Cette ambivalence soulève des questions sur la responsabilité des auteurs dans la représentation de ces relations. Si certains récits dénoncent explicitement ces dynamiques, d’autres les présentent comme des situations acceptables, voire désirables, renforçant des stéréotypes problématiques.
Mariages arrangés et réalités actuelles : entre glamourisation et enjeux sociaux dramatiques
Le mariage arrangé, bien que romantisé dans la fiction, reste une réalité dans de nombreuses cultures. À la frontière du mariage forcé, il continue d’avoir des conséquences dramatiques sur les individus, en particulier (et toujours) les femmes. Des récits comme Les Impatientes de Djaïli Amadou Amal explorent les réalités brutales de ces pratiques, mettant en lumière les pressions sociales et les injustices systémiques qu’elles engendrent.

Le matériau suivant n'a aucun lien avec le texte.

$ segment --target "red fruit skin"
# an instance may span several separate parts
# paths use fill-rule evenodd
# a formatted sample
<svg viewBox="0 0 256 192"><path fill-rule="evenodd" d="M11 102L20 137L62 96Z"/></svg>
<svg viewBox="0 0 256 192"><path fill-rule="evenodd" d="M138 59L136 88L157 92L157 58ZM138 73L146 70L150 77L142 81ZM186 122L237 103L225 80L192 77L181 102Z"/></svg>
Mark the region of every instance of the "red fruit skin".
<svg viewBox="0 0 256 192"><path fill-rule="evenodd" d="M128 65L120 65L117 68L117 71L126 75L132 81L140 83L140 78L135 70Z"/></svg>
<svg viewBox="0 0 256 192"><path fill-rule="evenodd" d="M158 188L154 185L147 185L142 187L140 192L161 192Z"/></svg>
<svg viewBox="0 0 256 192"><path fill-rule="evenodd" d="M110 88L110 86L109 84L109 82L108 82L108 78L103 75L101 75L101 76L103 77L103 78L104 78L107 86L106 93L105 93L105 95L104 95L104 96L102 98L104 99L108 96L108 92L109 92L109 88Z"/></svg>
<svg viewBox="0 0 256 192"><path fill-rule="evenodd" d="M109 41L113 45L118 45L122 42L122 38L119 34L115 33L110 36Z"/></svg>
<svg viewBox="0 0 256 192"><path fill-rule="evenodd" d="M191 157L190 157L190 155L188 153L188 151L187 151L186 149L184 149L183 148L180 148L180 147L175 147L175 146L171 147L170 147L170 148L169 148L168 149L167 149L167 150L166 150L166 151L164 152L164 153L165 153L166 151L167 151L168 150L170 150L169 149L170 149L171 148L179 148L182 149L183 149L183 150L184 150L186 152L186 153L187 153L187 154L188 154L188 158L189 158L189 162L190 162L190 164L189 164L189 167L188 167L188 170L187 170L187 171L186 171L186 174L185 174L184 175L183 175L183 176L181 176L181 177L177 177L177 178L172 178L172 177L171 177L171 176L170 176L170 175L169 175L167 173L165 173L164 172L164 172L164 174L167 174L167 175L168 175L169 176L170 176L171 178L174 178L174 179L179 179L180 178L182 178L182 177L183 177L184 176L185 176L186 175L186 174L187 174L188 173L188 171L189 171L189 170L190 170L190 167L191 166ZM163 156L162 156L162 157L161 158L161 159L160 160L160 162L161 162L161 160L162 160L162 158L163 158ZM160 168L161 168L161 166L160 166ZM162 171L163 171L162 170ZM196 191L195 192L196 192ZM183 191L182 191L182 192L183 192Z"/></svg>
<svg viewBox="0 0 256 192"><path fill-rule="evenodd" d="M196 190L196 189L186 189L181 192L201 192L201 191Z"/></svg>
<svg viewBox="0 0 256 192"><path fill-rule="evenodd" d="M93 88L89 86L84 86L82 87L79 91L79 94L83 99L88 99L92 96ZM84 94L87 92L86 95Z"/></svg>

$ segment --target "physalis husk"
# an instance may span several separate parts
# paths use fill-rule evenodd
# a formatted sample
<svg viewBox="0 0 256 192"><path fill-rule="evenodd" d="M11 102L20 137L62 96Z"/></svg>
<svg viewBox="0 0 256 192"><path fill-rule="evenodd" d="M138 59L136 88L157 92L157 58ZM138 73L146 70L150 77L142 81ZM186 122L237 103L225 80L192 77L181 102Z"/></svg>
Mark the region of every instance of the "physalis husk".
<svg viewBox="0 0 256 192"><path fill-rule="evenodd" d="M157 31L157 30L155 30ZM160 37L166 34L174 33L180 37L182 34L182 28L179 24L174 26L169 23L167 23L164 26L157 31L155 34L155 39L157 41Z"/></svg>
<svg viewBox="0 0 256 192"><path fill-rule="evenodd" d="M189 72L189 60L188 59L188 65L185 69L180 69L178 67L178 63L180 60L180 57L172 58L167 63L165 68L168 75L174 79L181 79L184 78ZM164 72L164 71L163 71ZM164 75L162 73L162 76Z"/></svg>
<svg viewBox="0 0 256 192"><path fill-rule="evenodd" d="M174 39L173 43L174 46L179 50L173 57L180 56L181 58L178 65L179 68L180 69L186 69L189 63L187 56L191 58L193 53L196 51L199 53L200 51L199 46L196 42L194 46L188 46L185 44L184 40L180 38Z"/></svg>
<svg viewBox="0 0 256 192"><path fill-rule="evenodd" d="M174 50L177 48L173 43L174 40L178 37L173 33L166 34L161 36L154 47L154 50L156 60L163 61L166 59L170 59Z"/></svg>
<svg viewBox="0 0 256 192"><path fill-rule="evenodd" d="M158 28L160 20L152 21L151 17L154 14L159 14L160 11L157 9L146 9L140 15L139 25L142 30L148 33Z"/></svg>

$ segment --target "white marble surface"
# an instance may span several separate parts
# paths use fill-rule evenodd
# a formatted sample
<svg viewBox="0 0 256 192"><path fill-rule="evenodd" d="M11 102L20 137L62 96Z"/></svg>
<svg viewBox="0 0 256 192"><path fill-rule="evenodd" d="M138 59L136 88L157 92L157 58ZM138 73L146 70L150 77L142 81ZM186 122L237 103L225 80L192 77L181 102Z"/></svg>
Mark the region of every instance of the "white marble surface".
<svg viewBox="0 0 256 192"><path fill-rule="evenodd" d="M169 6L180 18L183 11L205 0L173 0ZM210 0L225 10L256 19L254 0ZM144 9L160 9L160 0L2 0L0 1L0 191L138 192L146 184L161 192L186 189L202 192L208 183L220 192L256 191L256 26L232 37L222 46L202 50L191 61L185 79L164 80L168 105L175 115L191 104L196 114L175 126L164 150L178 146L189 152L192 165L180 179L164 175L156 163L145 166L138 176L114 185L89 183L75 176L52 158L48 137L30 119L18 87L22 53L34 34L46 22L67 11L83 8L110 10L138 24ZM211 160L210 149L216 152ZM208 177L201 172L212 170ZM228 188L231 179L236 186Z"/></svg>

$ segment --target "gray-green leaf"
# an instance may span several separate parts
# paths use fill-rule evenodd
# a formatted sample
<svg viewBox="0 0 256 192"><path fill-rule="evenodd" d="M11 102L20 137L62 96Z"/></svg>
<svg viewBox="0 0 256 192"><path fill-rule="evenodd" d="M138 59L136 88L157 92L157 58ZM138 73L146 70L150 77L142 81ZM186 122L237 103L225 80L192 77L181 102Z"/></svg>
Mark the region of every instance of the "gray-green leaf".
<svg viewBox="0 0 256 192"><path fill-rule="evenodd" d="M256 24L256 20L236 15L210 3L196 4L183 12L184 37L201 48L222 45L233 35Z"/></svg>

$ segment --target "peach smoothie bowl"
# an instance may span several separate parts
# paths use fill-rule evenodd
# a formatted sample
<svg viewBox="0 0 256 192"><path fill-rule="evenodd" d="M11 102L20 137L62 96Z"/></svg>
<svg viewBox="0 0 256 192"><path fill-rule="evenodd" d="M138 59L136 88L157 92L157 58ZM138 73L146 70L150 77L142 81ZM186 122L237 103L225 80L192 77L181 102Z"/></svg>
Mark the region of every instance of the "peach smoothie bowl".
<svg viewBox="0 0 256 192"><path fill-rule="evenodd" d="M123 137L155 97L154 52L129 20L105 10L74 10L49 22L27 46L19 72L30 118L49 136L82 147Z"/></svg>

D’autres œuvres, comme Un thé à Téhéran de Marjan Kamali, offrent une perspective nuancée sur ces pratiques, mêlant critique sociale et espoir individuel. Il en est de même pour Le club des veuves qui aimaient la littérature érotique de Balli Kaur Jaswal. Ces récits rappellent que, derrière le vernis littéraire, le mariage arrangé demeure un sujet d’actualité, nécessitant une réflexion critique pour éviter de perpétuer des idées erronées.